We explore retrieving character-focused video frames as candidates for being video thumbnails. To evaluate each frame of the video based on the character(s) present in it, characters (faces) are evaluated in two aspects: Facial-expression: We train a CNN model to measure whether a face has an acceptable facial expression for being in a video thumbnail. This model is trained to distinguish faces extracted from artworks/thumbnails, from faces extracted from random frames of videos. Prominence and interactions: Character(s) in the thumbnail should be important character(s) in the video, to prevent the algorithm from suggesting non-representative frames as candidates. We use face clustering to identify the characters in the video, and form a graph in which the prominence (frequency of appearance) of the character(s), and their interactions (co-occurrence) are captured. We use this graph to infer the relevance of the characters present in each candidate frame. Once every face is scored based on the two criteria above, we infer frame level scores by combining the scores for all the faces within a frame.

Estimating Structural Disparities for Face Models

In machine learning, disparity metrics are often defined by measuring the difference in the performance or outcome of a model, across different sub-populations (groups) of datapoints. Thus, the inputs to disparity quantification consist of a model's predictions $\hat{y}$, the ground-truth labels for the predictions $y$, and group labels $g$ for the data points.
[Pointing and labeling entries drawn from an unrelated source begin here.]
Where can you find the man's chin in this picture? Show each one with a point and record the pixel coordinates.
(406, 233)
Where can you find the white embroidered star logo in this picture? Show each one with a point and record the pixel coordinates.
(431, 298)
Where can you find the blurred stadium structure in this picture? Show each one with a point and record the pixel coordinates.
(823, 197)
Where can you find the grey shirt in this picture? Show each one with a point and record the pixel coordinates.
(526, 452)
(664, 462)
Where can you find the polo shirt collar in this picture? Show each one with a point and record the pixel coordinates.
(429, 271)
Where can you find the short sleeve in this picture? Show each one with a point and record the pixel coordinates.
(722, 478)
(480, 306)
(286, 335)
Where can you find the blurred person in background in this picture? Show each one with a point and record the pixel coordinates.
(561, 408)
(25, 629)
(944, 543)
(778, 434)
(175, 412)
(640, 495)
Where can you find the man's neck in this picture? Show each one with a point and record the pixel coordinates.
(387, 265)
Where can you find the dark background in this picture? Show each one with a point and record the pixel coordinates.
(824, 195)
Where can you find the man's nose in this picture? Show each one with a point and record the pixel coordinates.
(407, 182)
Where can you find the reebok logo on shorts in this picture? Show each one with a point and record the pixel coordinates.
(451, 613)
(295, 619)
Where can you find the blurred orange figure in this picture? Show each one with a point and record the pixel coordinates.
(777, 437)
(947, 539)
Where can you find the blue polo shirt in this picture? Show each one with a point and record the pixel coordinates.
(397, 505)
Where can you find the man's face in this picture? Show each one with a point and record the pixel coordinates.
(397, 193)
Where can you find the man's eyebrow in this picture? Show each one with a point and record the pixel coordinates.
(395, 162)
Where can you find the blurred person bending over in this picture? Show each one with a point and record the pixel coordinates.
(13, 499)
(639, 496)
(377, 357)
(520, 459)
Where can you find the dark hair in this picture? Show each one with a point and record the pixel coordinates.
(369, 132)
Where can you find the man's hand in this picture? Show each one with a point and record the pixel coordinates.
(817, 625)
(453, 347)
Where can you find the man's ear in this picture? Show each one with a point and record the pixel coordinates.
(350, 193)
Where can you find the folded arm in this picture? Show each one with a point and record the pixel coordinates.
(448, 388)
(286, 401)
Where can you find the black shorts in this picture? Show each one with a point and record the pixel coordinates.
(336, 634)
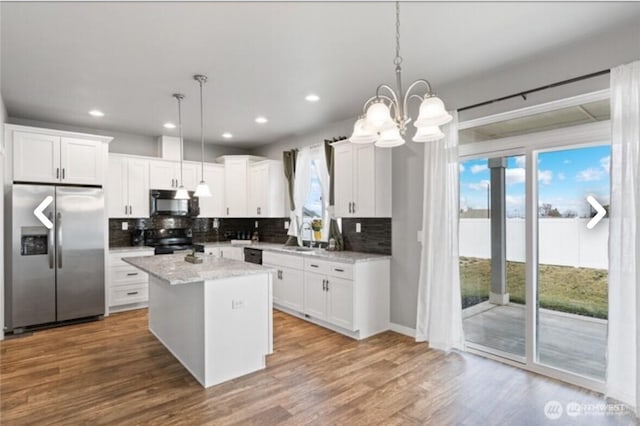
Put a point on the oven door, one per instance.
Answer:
(163, 203)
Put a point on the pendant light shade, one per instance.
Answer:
(202, 190)
(428, 134)
(390, 138)
(432, 113)
(362, 134)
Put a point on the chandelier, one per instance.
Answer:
(386, 117)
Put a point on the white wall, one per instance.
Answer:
(563, 242)
(134, 144)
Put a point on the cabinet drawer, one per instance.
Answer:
(123, 295)
(285, 260)
(115, 259)
(121, 275)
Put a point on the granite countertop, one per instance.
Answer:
(173, 269)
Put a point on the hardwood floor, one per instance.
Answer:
(115, 372)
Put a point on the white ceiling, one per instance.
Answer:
(59, 60)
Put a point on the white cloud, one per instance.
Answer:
(477, 168)
(589, 175)
(513, 176)
(605, 163)
(545, 176)
(480, 186)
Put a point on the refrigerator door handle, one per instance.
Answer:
(59, 229)
(51, 246)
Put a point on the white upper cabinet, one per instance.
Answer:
(266, 189)
(166, 175)
(213, 206)
(127, 187)
(54, 158)
(362, 180)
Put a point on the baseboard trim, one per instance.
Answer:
(407, 331)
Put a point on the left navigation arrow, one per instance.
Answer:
(38, 211)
Performance of the model for each group is calculated by comparing $\hat{y}$ and $y$ for the datapoints within a specific group, and as a result, disparity of performance across the different groups can be calculated. In many real world scenarios however, group labels ($g$) may not be available at scale during training and validation time, or collecting them might not be feasible or desirable as they could often be sensitive information. As a result, evaluating disparity metrics across categorical groups would not be feasible. On the other hand, in many scenarios noisy groupings may be obtainable using some form of a proxy, which would allow measuring disparity metrics across sub-populations. Here we explore performing such analysis on computer vision models trained on human faces, and on tasks such as face attribute prediction and affect estimation. Our experiments indicate that embeddings resulting from an off-the-shelf face recognition model, could meaningfully serve as a proxy for such estimation.
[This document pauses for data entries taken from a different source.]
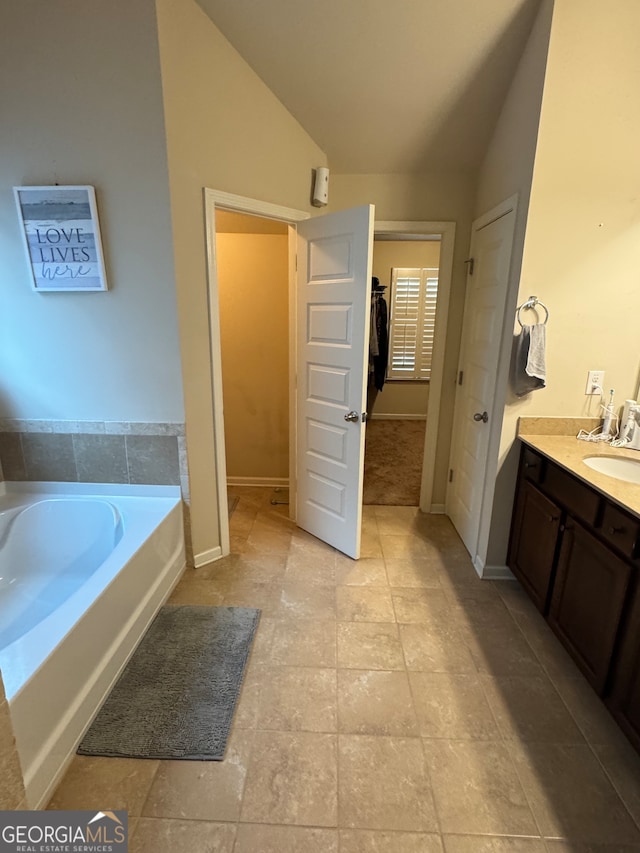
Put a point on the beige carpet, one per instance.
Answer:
(393, 462)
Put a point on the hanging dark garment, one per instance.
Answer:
(380, 360)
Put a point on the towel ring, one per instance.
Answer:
(532, 302)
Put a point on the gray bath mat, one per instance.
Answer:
(176, 696)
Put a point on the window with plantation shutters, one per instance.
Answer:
(414, 292)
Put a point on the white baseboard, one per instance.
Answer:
(492, 573)
(273, 482)
(381, 416)
(207, 556)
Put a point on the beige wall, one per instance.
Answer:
(402, 398)
(12, 794)
(254, 327)
(438, 196)
(82, 104)
(583, 229)
(227, 131)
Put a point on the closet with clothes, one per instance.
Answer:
(378, 341)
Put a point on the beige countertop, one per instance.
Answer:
(569, 452)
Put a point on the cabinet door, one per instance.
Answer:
(624, 700)
(533, 542)
(588, 596)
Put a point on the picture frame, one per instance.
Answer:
(61, 236)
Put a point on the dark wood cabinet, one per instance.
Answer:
(624, 696)
(577, 554)
(588, 597)
(533, 545)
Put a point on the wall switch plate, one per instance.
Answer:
(595, 382)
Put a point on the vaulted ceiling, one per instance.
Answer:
(385, 86)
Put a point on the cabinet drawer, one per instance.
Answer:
(532, 465)
(620, 530)
(570, 492)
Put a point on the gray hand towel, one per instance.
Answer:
(535, 360)
(521, 381)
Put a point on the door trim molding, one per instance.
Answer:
(241, 204)
(447, 232)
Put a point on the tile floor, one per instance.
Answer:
(392, 705)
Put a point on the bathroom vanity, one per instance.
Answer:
(575, 547)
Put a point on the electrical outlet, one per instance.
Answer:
(595, 382)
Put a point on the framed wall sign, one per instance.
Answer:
(61, 237)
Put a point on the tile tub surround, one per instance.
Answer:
(93, 452)
(130, 452)
(497, 747)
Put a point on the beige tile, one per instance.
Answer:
(622, 765)
(384, 784)
(485, 844)
(552, 656)
(364, 604)
(310, 567)
(292, 779)
(260, 838)
(152, 835)
(528, 708)
(452, 706)
(304, 642)
(369, 645)
(264, 596)
(429, 606)
(375, 703)
(474, 589)
(299, 699)
(202, 790)
(368, 571)
(105, 783)
(428, 649)
(412, 572)
(305, 601)
(555, 845)
(502, 651)
(370, 544)
(248, 705)
(404, 546)
(476, 789)
(587, 709)
(397, 520)
(552, 774)
(368, 841)
(193, 590)
(262, 641)
(267, 540)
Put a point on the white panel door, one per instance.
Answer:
(481, 340)
(334, 287)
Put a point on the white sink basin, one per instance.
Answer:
(615, 466)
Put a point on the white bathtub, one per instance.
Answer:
(84, 569)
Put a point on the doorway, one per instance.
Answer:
(397, 413)
(253, 297)
(216, 200)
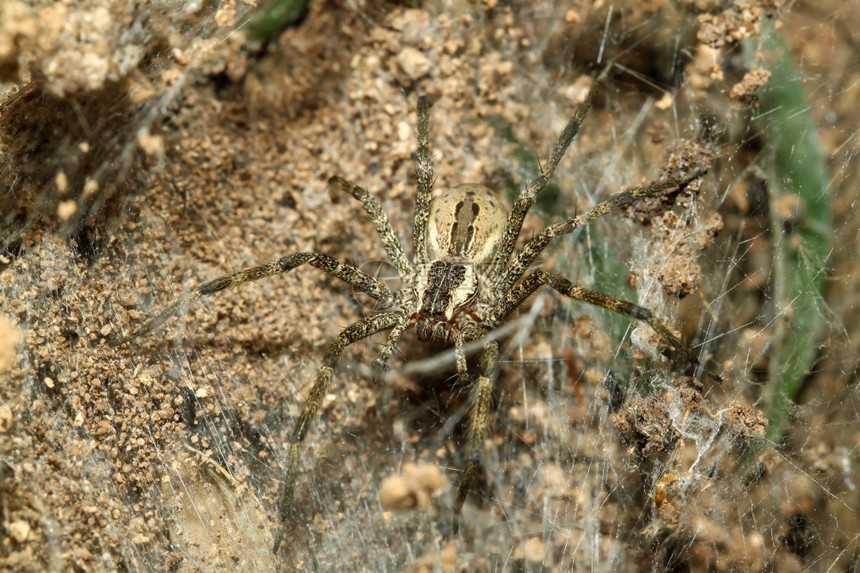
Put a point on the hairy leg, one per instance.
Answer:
(425, 182)
(343, 271)
(349, 335)
(564, 286)
(537, 244)
(481, 400)
(379, 220)
(528, 194)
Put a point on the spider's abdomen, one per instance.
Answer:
(465, 224)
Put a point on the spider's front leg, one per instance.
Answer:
(347, 273)
(351, 334)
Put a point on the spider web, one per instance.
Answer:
(146, 150)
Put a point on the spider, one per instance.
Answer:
(462, 282)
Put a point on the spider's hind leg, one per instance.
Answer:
(564, 286)
(481, 400)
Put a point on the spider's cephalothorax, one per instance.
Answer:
(462, 282)
(465, 225)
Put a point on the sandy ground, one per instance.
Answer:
(138, 165)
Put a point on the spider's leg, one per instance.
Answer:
(537, 244)
(479, 423)
(424, 163)
(380, 363)
(380, 222)
(347, 336)
(564, 286)
(358, 279)
(528, 194)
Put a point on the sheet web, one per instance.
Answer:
(179, 153)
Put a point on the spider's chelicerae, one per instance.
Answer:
(462, 282)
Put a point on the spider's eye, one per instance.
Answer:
(466, 223)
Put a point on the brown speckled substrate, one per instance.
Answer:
(168, 454)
On Attention Modules for Audio-Visual Synchronization

With the development of media and networking technologies, multimedia applications ranging from feature presentation in a cinema setting to video on demand to interactive video conferencing are in great demand. Good synchronization between audio and video modalities is a key factor towards defining the quality of a multimedia presentation. The audio and visual signals of a multimedia presentation are commonly managed by independent workflows - they are often separately authored, processed, stored and even delivered to the playback system. This opens up the possibility of temporal misalignment between the two modalities - such a tendency is often more pronounced in the case of produced content (such as movies). To judge whether audio and video signals of a multimedia presentation are synchronized, we as humans often pay close attention to discriminative spatio-temporal blocks of the video (e.g. synchronizing the lip movement with the utterance of words, or the sound of a bouncing ball at the moment it hits the ground). At the same time, we ignore large portions of the video in which no discriminative sounds exist (e.g. background music playing in a movie). Inspired by this observation, we study leveraging attention modules for automatically detecting audio-visual synchronization. We propose neural network based attention modules, capable of weighting different portions (spatio-temporal blocks) of the video based on their respective discriminative power. Our experiments indicate that incorporating attention modules yields state-of-the-art results for the audio-visual synchronization classification problem.